The Meaning for the Hebrew of This Word Is Uncertain—Anna Friedrich
- Anna A. Friedrich
- 6 minutes ago
- 2 min read

By Anna Friedrich
I want to believe
You care about the colors
I recently painted my kitchen.
It’s where we always sit and it wasn’t
Bezalel alone designing your home.
You said Make angels
dance across the curtains
inscrutably. You said Purples
and blues, yes! will hold
my Presence in just the right
saturation. You must
remember – I do – how detailed
your directives read, how
every generation since knows
of arc and pitch, of rings
and poles and a shimmering bowl
— a sea of instructions so many
get lost in. But now I see
your finger on the tablets, a master-
ful script, your draughting tools, the smack
of your delighted lips at each inch
of hard-won overlay.
It’s golden, LORD! Beauty
will not be outdone. Help
my unbelief.
A Note from Anna about the Poem
More and more I find myself writing poems in direct conversation with the Bible. I’ve sensed an invitation to walk around in the landscape of the Bible with my imagination activated and in hopes of true encounter. It started with Elijah and Elisha, and what became the prophet poems, which are now collected under the title Yahweh Loves a Desert (forthcoming from Square Halo Books). But it has expanded to include the entire Old & New Testaments in a new series I’m working on called “An Overness.” Continuously intrigued by the ways the Scriptures reveal God as “up” or “over” us, I’m searching out the text’s directionality — mountaintops, hovering, height, as well as descent, the incarnation, the New Jerusalem coming down out of heaven — and I’ve been surprised by the poems that are forming. This poem began as a meditation on Exodus 31:18: “When the LORD finished speaking to Moses on Mount Sinai, he gave him the two tablets of the covenant law, the tablets of stone inscribed by the finger of God.”

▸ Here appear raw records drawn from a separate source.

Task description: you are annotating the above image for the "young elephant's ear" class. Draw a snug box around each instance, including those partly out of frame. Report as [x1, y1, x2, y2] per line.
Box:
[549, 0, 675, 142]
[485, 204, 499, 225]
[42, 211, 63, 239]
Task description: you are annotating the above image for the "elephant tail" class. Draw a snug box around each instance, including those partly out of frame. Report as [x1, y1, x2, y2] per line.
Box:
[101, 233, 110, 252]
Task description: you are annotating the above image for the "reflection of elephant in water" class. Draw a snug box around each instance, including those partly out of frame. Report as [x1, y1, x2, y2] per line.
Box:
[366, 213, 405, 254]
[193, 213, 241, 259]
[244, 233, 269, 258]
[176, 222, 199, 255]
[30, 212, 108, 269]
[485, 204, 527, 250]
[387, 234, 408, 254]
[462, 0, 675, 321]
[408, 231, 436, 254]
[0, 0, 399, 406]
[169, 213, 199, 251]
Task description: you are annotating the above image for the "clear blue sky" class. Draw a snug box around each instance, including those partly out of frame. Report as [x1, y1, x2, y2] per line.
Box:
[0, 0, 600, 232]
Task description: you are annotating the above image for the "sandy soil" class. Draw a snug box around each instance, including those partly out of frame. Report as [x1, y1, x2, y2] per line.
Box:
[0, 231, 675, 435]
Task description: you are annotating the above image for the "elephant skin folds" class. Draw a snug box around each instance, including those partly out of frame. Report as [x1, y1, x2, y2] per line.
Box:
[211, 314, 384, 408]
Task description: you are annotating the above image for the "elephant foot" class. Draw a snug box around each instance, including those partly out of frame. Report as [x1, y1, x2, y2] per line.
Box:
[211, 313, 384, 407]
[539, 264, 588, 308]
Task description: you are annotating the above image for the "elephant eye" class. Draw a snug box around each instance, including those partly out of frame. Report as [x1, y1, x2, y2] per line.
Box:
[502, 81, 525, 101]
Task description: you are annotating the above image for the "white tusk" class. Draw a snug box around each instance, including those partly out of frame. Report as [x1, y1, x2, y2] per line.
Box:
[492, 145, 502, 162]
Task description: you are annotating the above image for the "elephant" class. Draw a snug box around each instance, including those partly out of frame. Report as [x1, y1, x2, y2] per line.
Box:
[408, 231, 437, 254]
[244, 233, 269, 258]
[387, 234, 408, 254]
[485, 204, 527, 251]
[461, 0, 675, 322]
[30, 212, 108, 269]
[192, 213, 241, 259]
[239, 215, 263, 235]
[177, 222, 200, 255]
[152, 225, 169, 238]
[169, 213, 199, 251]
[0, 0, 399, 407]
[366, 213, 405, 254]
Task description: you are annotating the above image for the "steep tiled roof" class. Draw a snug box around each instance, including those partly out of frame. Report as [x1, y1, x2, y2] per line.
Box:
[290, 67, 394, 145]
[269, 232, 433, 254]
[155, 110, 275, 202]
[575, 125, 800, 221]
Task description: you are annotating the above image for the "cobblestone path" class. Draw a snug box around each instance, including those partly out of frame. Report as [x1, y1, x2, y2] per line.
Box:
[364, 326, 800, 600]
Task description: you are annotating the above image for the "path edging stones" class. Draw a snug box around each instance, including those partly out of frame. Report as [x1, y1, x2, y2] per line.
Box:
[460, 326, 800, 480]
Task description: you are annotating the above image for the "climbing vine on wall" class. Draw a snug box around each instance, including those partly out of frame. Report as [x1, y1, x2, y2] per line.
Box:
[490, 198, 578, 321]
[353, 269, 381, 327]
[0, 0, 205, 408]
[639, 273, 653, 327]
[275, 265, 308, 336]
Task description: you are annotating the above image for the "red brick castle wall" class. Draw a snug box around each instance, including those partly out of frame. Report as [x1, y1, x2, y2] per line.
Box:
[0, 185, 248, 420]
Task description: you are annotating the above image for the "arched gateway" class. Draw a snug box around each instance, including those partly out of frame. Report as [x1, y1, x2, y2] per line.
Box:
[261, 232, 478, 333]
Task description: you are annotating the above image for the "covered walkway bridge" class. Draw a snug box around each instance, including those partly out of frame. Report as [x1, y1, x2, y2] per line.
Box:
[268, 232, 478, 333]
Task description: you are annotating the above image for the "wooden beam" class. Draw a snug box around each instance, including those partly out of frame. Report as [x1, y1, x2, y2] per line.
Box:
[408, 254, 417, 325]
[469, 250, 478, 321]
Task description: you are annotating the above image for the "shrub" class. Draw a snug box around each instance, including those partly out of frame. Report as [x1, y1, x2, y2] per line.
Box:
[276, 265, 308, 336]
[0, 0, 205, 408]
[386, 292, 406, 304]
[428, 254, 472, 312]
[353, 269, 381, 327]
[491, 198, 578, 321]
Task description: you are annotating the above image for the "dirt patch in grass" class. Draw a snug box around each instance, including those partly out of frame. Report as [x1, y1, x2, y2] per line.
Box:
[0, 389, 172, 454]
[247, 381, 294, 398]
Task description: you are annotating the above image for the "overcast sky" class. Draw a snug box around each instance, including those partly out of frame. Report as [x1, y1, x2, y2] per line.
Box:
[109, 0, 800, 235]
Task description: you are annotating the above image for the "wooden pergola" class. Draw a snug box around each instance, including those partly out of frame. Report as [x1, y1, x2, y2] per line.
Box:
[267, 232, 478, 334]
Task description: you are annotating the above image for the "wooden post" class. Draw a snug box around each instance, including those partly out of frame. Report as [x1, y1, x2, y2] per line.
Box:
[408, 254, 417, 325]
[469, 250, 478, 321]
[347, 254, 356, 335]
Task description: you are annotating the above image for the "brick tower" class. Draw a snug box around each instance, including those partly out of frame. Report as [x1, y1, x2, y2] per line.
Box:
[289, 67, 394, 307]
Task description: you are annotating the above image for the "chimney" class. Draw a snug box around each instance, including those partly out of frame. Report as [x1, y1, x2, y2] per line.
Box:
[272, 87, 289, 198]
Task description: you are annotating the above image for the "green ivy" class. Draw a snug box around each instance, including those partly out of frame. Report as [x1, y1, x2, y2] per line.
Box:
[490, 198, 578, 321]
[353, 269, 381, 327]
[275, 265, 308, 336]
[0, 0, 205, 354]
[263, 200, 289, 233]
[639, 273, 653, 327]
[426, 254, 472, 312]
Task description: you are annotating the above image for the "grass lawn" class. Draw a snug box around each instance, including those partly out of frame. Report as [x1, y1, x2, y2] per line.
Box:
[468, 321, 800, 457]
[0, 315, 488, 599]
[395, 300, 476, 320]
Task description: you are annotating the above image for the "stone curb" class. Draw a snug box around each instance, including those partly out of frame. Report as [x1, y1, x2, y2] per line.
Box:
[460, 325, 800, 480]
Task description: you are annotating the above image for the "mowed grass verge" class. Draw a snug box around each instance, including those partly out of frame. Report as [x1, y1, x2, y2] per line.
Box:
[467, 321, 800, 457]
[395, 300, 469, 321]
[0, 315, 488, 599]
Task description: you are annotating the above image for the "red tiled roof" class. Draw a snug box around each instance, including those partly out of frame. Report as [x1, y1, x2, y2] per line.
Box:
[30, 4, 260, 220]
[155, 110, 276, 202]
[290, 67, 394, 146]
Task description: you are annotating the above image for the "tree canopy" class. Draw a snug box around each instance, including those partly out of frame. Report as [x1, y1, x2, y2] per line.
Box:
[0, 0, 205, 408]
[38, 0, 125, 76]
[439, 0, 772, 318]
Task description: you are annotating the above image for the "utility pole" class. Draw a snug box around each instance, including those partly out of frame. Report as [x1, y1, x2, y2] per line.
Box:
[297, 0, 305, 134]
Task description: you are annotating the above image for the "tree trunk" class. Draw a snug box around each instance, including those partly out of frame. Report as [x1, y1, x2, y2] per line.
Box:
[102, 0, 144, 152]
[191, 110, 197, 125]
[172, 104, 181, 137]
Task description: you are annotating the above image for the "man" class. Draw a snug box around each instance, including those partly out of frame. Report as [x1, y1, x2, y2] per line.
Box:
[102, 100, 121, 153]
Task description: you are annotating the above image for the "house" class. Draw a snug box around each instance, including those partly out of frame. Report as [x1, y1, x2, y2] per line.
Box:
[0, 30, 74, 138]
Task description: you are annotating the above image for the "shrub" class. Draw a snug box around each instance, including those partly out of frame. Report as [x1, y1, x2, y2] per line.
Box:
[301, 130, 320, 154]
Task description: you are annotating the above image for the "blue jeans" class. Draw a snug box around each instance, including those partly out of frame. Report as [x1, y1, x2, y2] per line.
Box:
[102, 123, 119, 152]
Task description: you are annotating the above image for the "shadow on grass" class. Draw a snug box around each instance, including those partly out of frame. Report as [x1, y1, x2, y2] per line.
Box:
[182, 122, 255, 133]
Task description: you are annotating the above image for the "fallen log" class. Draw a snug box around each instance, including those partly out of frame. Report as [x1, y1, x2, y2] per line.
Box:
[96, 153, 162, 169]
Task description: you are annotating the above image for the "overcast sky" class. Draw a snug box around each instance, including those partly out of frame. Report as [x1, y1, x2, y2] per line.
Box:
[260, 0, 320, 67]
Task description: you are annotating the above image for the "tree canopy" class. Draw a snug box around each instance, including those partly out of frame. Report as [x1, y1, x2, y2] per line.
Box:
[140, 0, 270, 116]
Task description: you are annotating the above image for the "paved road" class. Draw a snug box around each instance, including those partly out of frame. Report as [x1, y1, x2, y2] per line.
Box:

Anna A. Friedrich is a poet and arts pastor in Boston. She serves as the Creative Director of the Easter Vigil at Church of the Cross. Her writing can be found in CRUX, EcoTheo, Fare Forward, Common Good, the Rabbit Room, and elsewhere, and she was a contributor to Every Moment Holy Vol III. Anna is the author of two poetry collections, Under the Terebinth (2024, Wipf & Stock, foreword by Malcolm Guite) and Yahweh Loves a Desert, forthcoming from Square Halo books, a 33-poem sequence riffing off the narratives of the prophets Elijah and Elisha. She shares an original poem plus a little theologizing every other Wednesday morning at annaafriedrich.substack.com. Anna and her husband Dave have two adult sons and one cat named Vesper that they tend to treat like their third child.